Convergence: Connecting Levels of Analysis in Psychological Science
 In the past, our field harbored distinct, and often competing, schools of thought that tackled different problems and produced findings that often appeared to diverge. Today, investigators attack shared problems at complementary levels of analysis and produce results that converge. Studies of people in a social world; mental systems of cognition and emotion; and biological mechanisms of the genome and the nervous system interconnect and yield an integrated psychological science. The APS 23rd Annual Convention displays, and celebrates, these advances in our field.

Symposium

Owning Ideas and Things: Evidence That We Own Early and Often

Saturday, May 28, 2011, 9:00 AM - 10:20 AM
Monroe

Chair: Kristina R. Olson
Yale University

Despite the centrality of ownership in our everyday lives, the psychology literature has paid little attention to this aspect of human behavior. In this symposium, we highlight some of the exciting new work happening in the psychology of ownership, including work from behavioral economics, developmental, social, comparative, and clinical psychology.

Children’s Inferences about Ownership, and the Privileges it Confers
Ori Friedman
University of Waterloo, Canada
Disputes over objects are common in early childhood, and so preschoolers might be expected to have only a limited appreciation of ownership. Contrary to this, we show that they draw on sophisticated principles in reasoning about ownership, and that they may value ownership more strongly than adults do.

Co-Author: Karen Neary, University of Waterloo, Canada


“That’s My Idea!”: Children’s Understanding of Intellectual Property
Kristina R. Olson
Yale University
As any parent can attest, “that’s mine!” is a common refrain throughout childhood. In this research, we question when children first apply principles of ownership to the domain of ideas. We explore children's and adults’ understandings of plagiarism, differences between physical and intellectual property, and why we value ideas.

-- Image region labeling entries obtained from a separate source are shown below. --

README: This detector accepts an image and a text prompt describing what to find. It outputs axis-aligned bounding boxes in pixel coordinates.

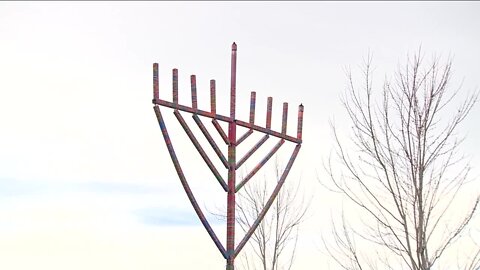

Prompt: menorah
[152,43,303,270]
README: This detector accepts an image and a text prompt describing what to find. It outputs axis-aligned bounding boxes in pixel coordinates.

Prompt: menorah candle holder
[152,43,303,270]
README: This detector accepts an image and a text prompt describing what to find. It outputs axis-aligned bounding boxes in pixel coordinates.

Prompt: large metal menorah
[152,43,303,270]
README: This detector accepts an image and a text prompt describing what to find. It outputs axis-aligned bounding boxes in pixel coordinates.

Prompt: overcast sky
[0,2,480,270]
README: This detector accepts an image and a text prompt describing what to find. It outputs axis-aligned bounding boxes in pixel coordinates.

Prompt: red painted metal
[152,43,303,270]
[226,43,237,270]
[153,105,227,259]
[173,110,227,191]
[153,63,159,99]
[190,75,198,110]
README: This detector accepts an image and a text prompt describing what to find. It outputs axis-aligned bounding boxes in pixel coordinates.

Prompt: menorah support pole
[226,42,237,270]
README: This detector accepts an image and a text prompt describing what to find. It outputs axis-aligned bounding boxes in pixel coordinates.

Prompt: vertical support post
[210,80,217,115]
[265,97,273,129]
[153,63,160,100]
[172,68,178,105]
[282,102,288,134]
[226,42,237,270]
[250,91,256,125]
[190,75,197,110]
[297,104,303,140]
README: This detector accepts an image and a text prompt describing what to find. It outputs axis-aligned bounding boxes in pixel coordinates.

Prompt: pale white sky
[0,2,480,270]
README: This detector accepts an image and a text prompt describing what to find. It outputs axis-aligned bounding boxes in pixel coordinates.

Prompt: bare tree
[324,51,480,270]
[237,162,308,270]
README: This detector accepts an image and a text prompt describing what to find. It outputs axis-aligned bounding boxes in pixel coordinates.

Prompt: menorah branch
[192,114,228,169]
[173,110,228,191]
[233,144,301,257]
[235,140,285,192]
[153,106,227,259]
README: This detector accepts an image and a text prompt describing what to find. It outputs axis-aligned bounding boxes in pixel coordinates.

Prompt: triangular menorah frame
[152,43,303,270]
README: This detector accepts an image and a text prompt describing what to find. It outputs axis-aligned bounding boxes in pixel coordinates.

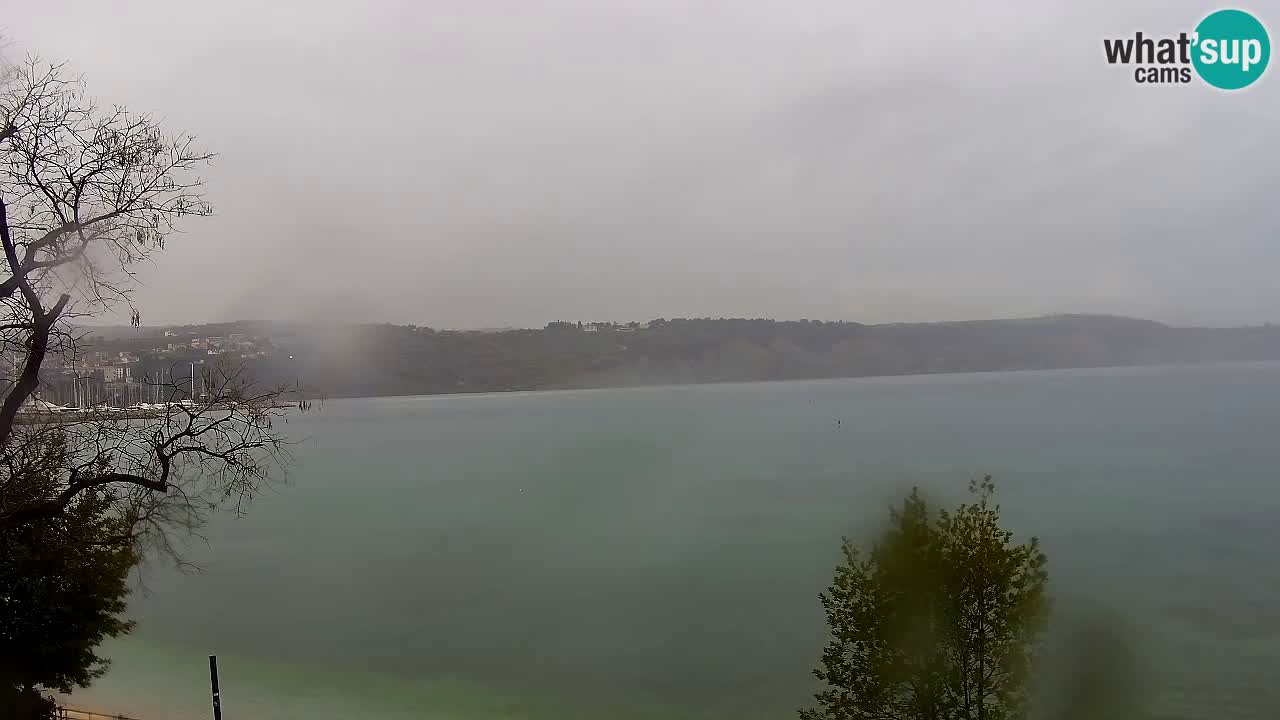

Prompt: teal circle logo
[1192,10,1271,90]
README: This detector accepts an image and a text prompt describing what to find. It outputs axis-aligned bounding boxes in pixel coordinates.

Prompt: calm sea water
[73,365,1280,720]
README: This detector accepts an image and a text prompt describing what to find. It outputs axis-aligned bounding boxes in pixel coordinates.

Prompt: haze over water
[74,364,1280,720]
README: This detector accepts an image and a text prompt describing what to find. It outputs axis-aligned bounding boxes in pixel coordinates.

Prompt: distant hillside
[82,315,1280,396]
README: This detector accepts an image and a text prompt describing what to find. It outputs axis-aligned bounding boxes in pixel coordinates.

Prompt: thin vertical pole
[209,655,223,720]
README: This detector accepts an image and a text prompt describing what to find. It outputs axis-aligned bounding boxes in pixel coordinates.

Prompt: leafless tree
[0,59,287,556]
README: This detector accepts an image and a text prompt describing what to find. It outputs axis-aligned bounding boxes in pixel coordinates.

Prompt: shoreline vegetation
[74,315,1280,397]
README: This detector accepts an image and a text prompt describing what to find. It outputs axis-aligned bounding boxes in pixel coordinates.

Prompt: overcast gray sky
[0,0,1280,327]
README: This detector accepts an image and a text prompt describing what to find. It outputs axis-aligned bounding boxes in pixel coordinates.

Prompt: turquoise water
[73,365,1280,720]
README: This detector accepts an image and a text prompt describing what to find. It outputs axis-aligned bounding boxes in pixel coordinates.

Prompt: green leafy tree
[0,433,138,719]
[800,475,1048,720]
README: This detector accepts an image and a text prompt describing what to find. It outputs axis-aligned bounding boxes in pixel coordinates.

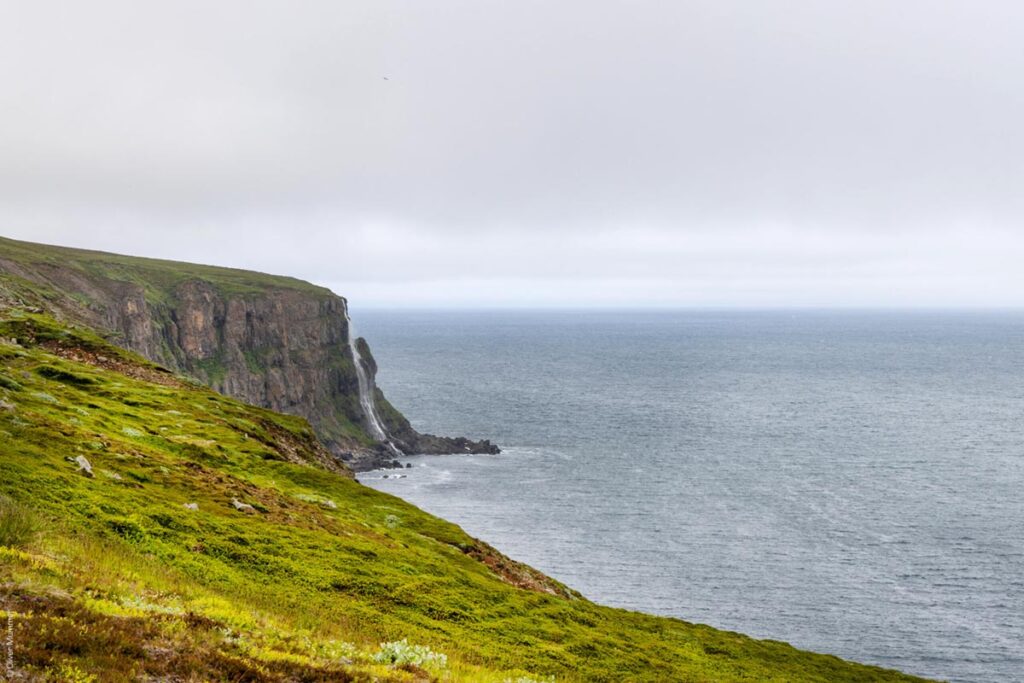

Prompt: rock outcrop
[0,239,498,470]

Co-Author: Alex Shaw, Yale University

Co-Author: Vivian Li, Yale University

Co-Author: Jennifer Barnes, Yale University


Falling in Love with Our Own Ideas: The Not-Ideated-Here Syndrome
Dan Ariely
Duke University
How do people evaluate ideas they create? We show that ownership holds for ideas, and that it holds even when people only think that they have created the ideas. This work extends the literature on mere ownership, the "Not Invented Here" syndrome, and has implications for researchers’ pet projects.

Co-Author: Stephen A. Spiller, Duke University

Co-Author: Rachel Barkan, Ben-Gurion University of the Negev, Israel


Beyond utility: Understanding our fetish for material possessions
Stephanie Preston
University of Michigan
Humans appear naturally "acquisitive"—wanting to acquire and possess goods, even those they don’t need, use, or display. We have examined this phenomenon from multiple perspectives (i.e., individual differences, pathology, behavior, neuroimaging). Overall, people’s material desires appear to be adaptive and become irrational under the influence of anxiety, uncertainty, and overthinking.